Selon lui, ce sont des principes basiques du fonctionnement de la société américaine qui sont ici remis en cause:
«Il n’appartient pas à une autorité privée de bannir telle ou telle personne. Ce sont des comportements subjectifs et discrétionnaires qui ne sont pas une bonne chose en démocratie. Cela entraverait à un principe du droit américain qui existe aussi en France: le principe de non-discrimination et d’égalité de traitement. Ces règles sont les seules capables d’être le ciment de la société américaine. Tomber dans l’arbitraire serait ce qu’il y a de plus dangereux».
D’autant que, pour Jean-Claude Beaujour, «le futur Président Biden ne peut pas empêcher les entreprises d’avoir le comportement qu’elles ont».
Le département de la Justice a donc un rôle crucial à jouer dans le cas où des litiges de ce type venaient à être portés devant ses tribunaux.
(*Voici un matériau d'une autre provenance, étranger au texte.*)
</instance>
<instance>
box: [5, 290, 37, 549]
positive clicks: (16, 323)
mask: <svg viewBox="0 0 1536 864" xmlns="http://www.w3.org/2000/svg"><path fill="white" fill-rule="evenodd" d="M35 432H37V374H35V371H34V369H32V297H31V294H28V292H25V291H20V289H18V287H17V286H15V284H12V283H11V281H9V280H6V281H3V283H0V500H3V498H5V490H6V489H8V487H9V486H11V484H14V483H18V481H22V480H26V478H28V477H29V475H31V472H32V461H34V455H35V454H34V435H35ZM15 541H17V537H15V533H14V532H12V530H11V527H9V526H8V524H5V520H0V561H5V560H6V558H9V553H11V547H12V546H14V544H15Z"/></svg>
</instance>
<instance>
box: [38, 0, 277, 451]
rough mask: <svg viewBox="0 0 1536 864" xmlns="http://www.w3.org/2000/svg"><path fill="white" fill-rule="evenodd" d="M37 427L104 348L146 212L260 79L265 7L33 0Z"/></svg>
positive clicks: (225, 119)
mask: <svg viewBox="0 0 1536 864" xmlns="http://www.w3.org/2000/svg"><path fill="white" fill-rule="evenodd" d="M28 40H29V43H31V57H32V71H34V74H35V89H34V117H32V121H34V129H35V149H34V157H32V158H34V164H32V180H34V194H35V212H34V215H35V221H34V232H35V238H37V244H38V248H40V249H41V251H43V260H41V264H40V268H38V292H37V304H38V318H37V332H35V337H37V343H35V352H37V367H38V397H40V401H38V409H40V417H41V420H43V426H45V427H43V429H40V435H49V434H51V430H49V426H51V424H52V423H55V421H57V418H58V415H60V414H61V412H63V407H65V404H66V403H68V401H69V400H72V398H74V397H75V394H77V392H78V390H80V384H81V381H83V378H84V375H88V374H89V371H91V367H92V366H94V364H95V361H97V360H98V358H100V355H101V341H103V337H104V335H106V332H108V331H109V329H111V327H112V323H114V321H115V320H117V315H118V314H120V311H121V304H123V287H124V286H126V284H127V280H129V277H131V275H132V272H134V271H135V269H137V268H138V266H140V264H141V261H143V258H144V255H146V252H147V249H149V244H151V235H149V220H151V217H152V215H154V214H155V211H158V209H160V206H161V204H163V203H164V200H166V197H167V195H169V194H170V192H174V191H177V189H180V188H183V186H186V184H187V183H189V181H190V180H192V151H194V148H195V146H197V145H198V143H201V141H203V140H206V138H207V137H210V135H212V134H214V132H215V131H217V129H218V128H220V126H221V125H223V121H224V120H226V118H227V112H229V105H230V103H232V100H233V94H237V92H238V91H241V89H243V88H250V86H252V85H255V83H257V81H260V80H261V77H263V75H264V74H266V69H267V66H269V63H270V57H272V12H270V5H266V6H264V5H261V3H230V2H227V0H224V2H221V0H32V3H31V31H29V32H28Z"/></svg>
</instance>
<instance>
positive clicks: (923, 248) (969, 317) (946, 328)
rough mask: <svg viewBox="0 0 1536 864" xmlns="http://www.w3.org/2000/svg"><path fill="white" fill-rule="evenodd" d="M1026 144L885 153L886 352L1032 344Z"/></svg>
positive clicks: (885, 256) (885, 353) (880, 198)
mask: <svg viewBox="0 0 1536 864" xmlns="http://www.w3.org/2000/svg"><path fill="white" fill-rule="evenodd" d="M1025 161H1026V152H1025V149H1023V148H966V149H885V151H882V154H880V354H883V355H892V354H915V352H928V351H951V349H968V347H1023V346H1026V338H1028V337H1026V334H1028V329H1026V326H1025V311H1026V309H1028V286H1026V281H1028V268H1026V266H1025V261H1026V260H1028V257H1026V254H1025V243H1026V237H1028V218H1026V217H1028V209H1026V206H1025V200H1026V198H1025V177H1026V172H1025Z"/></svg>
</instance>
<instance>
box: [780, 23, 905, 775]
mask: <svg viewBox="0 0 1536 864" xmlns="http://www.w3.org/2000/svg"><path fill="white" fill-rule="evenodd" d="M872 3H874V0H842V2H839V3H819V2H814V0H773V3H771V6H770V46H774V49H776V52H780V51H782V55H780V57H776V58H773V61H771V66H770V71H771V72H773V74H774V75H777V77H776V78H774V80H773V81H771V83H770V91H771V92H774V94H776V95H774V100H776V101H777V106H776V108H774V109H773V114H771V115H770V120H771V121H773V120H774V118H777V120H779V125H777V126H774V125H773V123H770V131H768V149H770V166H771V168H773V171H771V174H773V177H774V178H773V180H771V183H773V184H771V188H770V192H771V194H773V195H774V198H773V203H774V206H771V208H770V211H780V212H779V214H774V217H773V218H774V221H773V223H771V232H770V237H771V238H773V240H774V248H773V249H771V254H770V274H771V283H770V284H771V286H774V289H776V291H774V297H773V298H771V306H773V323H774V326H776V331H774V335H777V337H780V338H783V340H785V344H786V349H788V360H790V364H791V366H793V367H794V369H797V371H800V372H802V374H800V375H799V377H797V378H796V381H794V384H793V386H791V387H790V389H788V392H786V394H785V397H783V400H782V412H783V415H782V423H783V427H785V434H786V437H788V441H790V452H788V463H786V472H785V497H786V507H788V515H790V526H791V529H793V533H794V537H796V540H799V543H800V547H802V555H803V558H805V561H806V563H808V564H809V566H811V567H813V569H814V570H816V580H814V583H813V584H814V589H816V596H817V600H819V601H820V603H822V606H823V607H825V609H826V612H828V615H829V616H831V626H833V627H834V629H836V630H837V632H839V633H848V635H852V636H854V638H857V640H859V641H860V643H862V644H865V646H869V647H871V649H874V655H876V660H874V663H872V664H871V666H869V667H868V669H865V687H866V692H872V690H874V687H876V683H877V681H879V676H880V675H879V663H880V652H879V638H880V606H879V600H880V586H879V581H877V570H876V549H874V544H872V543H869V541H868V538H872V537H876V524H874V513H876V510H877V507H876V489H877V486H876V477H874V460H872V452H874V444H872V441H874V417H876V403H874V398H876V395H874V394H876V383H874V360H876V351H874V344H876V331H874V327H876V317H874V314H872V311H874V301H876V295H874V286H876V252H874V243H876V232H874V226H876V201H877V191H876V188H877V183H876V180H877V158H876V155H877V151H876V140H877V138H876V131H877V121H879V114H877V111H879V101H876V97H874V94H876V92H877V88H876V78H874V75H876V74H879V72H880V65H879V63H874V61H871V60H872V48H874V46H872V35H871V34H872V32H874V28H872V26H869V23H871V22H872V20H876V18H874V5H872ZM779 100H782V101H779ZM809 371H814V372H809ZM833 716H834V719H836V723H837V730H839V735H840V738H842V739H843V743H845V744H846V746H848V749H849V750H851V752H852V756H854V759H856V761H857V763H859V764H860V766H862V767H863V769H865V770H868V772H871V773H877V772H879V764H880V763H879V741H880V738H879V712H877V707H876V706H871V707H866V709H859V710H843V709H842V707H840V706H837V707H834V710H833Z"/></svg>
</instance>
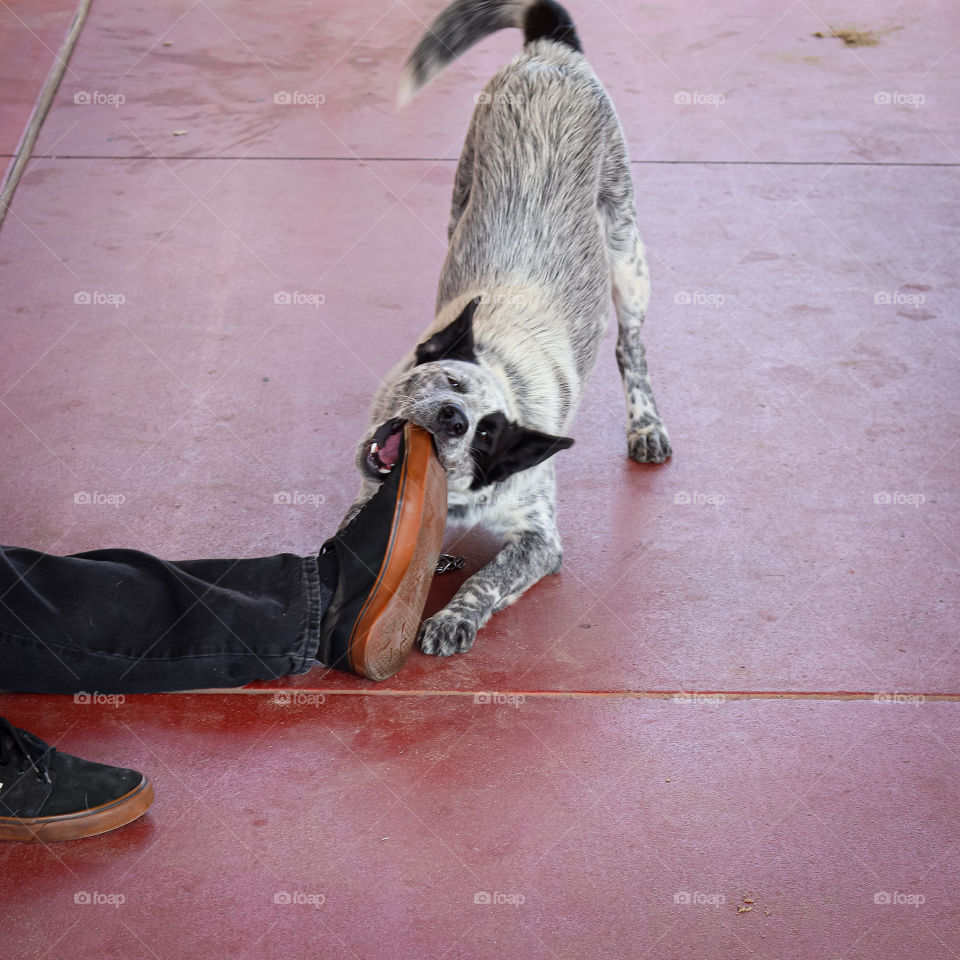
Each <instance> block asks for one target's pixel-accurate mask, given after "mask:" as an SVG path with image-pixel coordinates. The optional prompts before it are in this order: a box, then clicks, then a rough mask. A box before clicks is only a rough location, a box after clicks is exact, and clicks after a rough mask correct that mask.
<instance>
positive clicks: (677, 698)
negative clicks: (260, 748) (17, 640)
mask: <svg viewBox="0 0 960 960" xmlns="http://www.w3.org/2000/svg"><path fill="white" fill-rule="evenodd" d="M187 692H189V693H216V694H247V695H255V696H264V695H267V696H273V695H274V694H275V693H287V694H290V695H291V696H293V695H296V694H316V693H320V694H323V695H324V696H325V697H473V696H475V695H476V694H491V693H495V694H497V695H504V696H509V695H522V696H524V697H530V698H538V699H544V700H549V699H586V698H595V699H631V700H678V701H680V702H688V701H694V702H696V701H709V700H711V699H716V700H718V701H721V702H722V701H727V700H865V701H877V702H880V703H892V702H895V703H916V704H921V703H956V702H960V693H926V692H922V691H914V690H878V691H875V690H523V689H516V690H515V689H502V690H493V689H479V688H478V689H476V690H429V689H427V690H397V689H385V690H384V689H376V688H370V689H366V688H364V689H357V690H344V689H338V688H332V687H258V688H251V687H242V688H237V689H229V690H191V691H187Z"/></svg>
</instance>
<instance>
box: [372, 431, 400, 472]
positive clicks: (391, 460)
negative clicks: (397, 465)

«Sur le plan juridique, si les entreprises prenaient des mesures qui violeraient le principe de non-discrimination et d’égalité de traitement, elles se heurteraient à des poursuites judiciaires.»
Pour Me Beaujour, il est d’autant plus important de laisser la justice faire son travail dans ces situations que l’Amérique est «plus polarisée que jamais». Les passions sont élevées et Joe Biden qui s’est donné comme mission première de panser les plaies qui déchirent l’Amérique a une responsabilité toute particulière dans ce contexte, rappelle-t-il.
«Le futur Président Biden a tout intérêt à appeler à l’apaisement, et pousser pour mener la vie dure à certains individus qui auraient collaboré avec Donald Trump viendrait polluer un peu plus le paysage politique aux États-Unis», conclut Jean-Claude Beaujour.